ちなみに、私自身が考えていたタイトルとオビの原案はというと、

タイトル 原案:『世界大恐慌2.0 ――世界と日本を激変させる、歴史的大波涛』

オビ文言 原案:「資本主義でも、共産主義でも、民主主義でもない、異次元な新時代の幕開け」


というような、もう少し穏当(?)なものでありました。少なくとも「大恐慌=この世の終わり」ではありません!


「世界大恐慌2.0」というのは、次に起こりそうなのは「1929年世界大恐慌のバージョンアップしたもの」になりそう、という意味合いです。
→なぜそうなるかというのは、経済的なカネ勘定の問題よりは、政治的な権力構造の問題ではなかろうか、という仮説になります。


目次項目の一覧はこちら





↑この『異次元大恐慌』のp.128に登場頂いた国際政治学者の藤井厳喜さんも、新著において『世界恐慌2.0』という結論に至っています:



世界恐慌2.0が中国とユーロから始まった』 徳間書店刊



私の本とはまた違う視点からの分析となっており、併せて読んで頂くと面白いのではないかと思います。

なお、藤井厳喜さんは1990年の日本の株式バブル崩壊、2008年の金融危機なども事前に予測しており、その点において私よりもずっと年季が入っていますが、この本の「まえがき」では以下のように書いていらっしゃいます:

「悪い見通しを声高に語りたくはない。しかし、我々が乗っている船が、大きな氷山に向かって突進しているのだとすれば、その予測される危険をより多くの人に知らせることは、言論人の責務であると考えている」



ちなみに、その藤井厳喜さんが私の『異次元大恐慌』についてラジオで紹介して下さっています:

KG Project@20160223
https://www.mixcloud.com/kennysuzuki18/kg-project20160223/



あと、私が以下のような見立て





…を立てるに至ったのも、最初のきっかけは藤井厳喜さんにアメリカでもTPP反対運動があるということを教わったことでした。





さて、本題です:

昨日ツイートした




に関連する話です。

ブルームバーグ(英語版)に興味深い記事があったので、大まかながら全訳しておきます。


-----

The Coming Default Wave Is Shaping Up to Be Among Most Painful
来るべき債務不履行の波は、過去最大級の苦痛に発展しつつある

http://www.bloomberg.com/news/articles/2016-04-05/the-coming-default-wave-is-shaping-up-to-be-among-most-painful
Bloomberg
April 6, 2016 — 8:25 AM JST Updated on April 7, 2016 — 6:43 AM JST


Losses on defaults are growing higher as leverage rises
借入れ倍率が上昇する中、債務不履行による損失が増大している

Bond prices may not reflect the trouble that's brewing
債券価格は醸成されつつある困難を反映していないかも知れない




When the next corporate default wave comes, it could hurt investors more than they expect.
次の企業破たんの波がやって来たとき、それは投資家らを想定以上に傷つけ得る。

Losses on bonds from defaulted companies are likely to be higher than in previous cycles, because U.S. issuers have more debt relative to their assets, according to Bank of America Corp. strategists. Those high levels of borrowings mean that if a company liquidates, the proceeds have to cover more liabilities.
破たん企業による債券に関する損失は、前回のサイクルよりも大きくなりそうだ。なぜなら、バンク・オブ・アメリカのストラテジストによれば、米国の債券発行体が資産に対して相対的により大きな債務を抱えているからだ。(後略)

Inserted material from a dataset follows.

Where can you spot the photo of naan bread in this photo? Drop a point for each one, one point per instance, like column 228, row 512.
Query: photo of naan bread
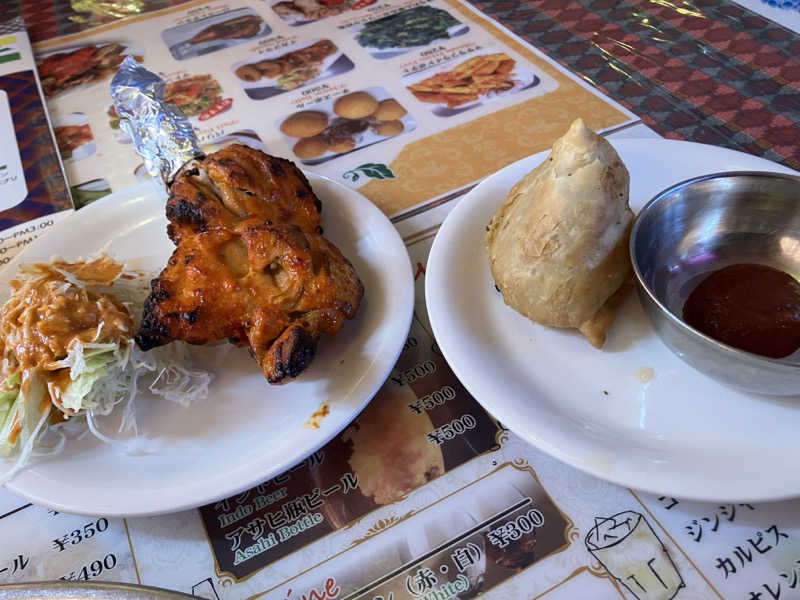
column 558, row 244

"We’ve had more corporate debt than ever, and more leverage than ever, which increases the potential for greater pain," said Edwin Tai, a senior portfolio manager for distressed investments at Newfleet Asset Management.
「我々はかつてないほどの企業債務、かつてないほどの借入れ倍率を抱えており、それらはより大きな痛みの可能性を高めている」と、ニューフリート・アセット・マネジメントでディストレスト投資(破たん企業への投資)のシニア・ポートフォリオ・マネージャーを務めるエドウィン・タイは述べた。

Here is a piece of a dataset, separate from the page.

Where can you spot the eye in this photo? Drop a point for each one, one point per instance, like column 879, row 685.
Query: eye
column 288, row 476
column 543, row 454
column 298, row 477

Loss rates have already been rising. The potential for them to climb further may mean that in general junk bonds are not compensating investors enough for the risk they are taking, said Michael Contopoulos, high yield credit strategist at Bank of America Merrill Lynch. The average yield on a U.S. junk bond is now around 8.45 percent, according to Bank of America Merrill Lynch indexes, about the mean of the last 10 years.
損失率は既に上昇している。さらなる上昇の可能性は、一般的に、ジャンク債(の利回り)が、投資家が取るリスクに見合わなくなることを意味する、とバンク・オブ・アメリカの高利回り債ストラテジストのマイケル・コントポロスは言う。バンク・オブ・アメリカ・メリル・リンチ指数によれば、米国のジャンク債の平均利回りはいまや8.45%前後となっており、過去十年の平均に近い。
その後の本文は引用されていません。